MayDay 2011: The Debates and the True Colour of ‘Green’
Stephen Harper and his media friends are holding Elizabeth May at bay for a specific reason: the Green Party of Canada (GPC) is more BLUE than people think.
In fact, this gets back to a classic debate about what the Green Party represents. Most of the media stooges who fail to do their research almost always describe the Greens as being aligned with left or centrist views as opposed to right-wing, market-based solutions views. Even the CBC ‘Vote Compass’ shows the Greens way off in the upper left quadrant as opposed to being in the middle or to the right. I’m not going to suggest that this is a conspiracy, but I’m still a little suspicious of these results.

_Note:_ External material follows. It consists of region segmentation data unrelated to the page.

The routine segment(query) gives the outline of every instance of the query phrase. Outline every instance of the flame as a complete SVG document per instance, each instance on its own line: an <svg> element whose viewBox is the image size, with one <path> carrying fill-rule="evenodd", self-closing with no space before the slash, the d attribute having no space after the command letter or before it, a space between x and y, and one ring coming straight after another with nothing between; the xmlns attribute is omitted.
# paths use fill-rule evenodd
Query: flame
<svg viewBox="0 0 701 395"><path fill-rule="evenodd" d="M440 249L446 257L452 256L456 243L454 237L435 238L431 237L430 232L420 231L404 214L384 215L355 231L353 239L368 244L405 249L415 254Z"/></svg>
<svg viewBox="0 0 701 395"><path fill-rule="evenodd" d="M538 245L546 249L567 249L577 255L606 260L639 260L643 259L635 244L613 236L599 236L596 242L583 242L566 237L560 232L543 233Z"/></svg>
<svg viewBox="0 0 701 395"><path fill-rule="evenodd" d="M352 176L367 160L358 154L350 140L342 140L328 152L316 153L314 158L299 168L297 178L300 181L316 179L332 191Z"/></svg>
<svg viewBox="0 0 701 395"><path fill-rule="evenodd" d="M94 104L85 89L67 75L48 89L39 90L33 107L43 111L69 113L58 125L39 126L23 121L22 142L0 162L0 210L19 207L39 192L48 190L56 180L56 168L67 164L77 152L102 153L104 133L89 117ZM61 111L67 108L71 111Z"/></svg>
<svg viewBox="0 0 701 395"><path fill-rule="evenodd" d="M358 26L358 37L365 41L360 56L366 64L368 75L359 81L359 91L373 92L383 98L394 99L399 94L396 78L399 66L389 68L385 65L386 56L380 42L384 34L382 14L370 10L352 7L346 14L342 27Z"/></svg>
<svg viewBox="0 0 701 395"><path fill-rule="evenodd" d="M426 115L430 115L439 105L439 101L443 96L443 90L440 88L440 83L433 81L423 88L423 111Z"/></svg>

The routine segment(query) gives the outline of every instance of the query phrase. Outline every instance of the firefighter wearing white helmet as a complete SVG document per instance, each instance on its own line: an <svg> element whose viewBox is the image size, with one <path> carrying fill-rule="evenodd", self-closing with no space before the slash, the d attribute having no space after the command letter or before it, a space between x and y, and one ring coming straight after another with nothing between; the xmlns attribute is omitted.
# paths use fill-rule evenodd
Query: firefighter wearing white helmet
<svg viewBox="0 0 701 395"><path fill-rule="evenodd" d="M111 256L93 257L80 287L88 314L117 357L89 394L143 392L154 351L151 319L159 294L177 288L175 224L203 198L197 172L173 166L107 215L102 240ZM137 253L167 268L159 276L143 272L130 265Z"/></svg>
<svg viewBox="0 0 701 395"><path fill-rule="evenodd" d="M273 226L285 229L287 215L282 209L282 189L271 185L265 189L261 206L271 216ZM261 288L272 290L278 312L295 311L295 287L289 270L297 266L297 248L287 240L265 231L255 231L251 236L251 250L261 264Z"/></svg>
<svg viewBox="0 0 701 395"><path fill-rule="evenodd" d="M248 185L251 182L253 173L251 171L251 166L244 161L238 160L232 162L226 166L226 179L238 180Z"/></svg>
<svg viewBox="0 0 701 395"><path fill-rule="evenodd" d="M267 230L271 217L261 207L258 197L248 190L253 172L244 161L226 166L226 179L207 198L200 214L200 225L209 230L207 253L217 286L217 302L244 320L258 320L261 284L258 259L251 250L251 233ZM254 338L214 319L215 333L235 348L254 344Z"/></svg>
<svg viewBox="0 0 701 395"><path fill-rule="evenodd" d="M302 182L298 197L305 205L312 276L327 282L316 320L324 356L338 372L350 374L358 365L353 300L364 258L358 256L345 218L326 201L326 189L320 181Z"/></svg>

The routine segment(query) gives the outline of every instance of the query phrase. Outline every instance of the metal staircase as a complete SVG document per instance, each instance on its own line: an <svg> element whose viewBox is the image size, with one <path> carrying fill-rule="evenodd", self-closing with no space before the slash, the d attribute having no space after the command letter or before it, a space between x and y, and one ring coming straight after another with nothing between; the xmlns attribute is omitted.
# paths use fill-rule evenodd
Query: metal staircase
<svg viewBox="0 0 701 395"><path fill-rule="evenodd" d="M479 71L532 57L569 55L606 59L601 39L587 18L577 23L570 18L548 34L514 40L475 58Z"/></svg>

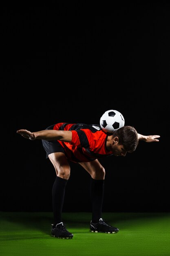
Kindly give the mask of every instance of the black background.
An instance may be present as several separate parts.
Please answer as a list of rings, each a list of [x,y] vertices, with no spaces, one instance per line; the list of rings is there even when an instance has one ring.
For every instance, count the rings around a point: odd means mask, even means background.
[[[2,211],[52,211],[53,166],[41,141],[17,130],[99,124],[109,109],[139,133],[161,137],[101,161],[103,211],[170,210],[169,2],[97,4],[2,9]],[[90,177],[71,165],[63,211],[90,211]]]

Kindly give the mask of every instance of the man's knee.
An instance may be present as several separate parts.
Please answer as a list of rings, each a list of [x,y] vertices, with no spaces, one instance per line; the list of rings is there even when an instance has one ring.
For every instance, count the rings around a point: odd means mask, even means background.
[[[105,176],[105,170],[103,166],[102,166],[93,173],[92,177],[95,180],[104,180]]]
[[[60,168],[57,172],[57,176],[60,178],[68,180],[70,176],[70,168]]]

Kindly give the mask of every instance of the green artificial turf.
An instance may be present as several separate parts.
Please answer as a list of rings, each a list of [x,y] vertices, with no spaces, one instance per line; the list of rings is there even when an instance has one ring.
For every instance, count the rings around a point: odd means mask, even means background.
[[[90,213],[64,213],[72,239],[51,234],[53,213],[0,212],[1,256],[170,256],[170,213],[104,213],[119,229],[92,233]]]

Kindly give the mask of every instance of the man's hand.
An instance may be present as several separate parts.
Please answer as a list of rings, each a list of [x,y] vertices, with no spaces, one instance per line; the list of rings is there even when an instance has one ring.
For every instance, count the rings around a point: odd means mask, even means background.
[[[159,135],[149,135],[146,137],[145,141],[146,142],[152,142],[153,141],[159,141],[159,140],[157,139],[158,138],[160,138]]]
[[[34,133],[31,132],[27,130],[24,130],[24,129],[18,130],[17,131],[17,133],[20,134],[23,137],[31,139],[31,140],[34,140],[36,139],[36,136]]]
[[[146,136],[142,135],[139,133],[138,133],[138,136],[139,140],[144,140],[146,142],[158,142],[159,141],[159,140],[157,139],[157,138],[160,137],[159,135],[148,135]]]

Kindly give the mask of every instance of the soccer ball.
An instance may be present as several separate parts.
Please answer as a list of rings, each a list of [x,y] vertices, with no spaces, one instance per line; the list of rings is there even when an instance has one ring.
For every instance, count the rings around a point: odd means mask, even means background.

A lot of this bias comes from the notion that the Greens are anti-business. They’re not. At least, I don’t see them as being that way. At the Ontario level, the Green Party of Ontario is lead by Mike Schreiner and a core focus of their platform is based on supporting and fostering the small business sector. (NOTE: Again I acknowledge that these are my perceptions and I’m open to correction).
That said, what I am trying to clarify is that if you are left or centre oriented, voting Green may not be the way to go because you might be surprised that some of their solutions do not fit your own personal ideology set.
However, if you’re a red tory or a small-c conservative with a conscience (and such a breed actually does exist), vote for the Greens. The good news for the rest of us is that you’ll fracture the Conservative vote and give the Liberals and NDPers a much better chance of forming the next government.
Most seniors that are frustrated and disgusted with the Conservatives and Stephen Harper are taking this route and are voting Green. They refuse to vote NDP because they’re not ‘socialists’ and they have a long memory when it comes to fiscal questions raised as far back as Pierre Trudeau. Recently, Stephen Harper’s Conservatives just put another nail in their ability to garner senior votes when Shelly Glover in Manitoba created ageist confusion by declaring that a 68-year old candidate was ‘past her expiry date’.
On a personal level, I could be convinced to vote Green because I’m a small business owner, but I also don’t want to split the vote away from the leading contender in my riding that will defeat a Conservative and will vote according to this situation.
Ultimately, a split small-c conservative vote is exactly what the Conservatives want to avoid and is why they want to block the Greens from the debate.
Getting back to the GPC: The reality is that most of their positions declare that if we let the market work, we’ll solve most of our environmental and economic problems. I know it’s a simplistic summary, but the reliance on market tends to outweigh recommendations related to government interjection and regulation.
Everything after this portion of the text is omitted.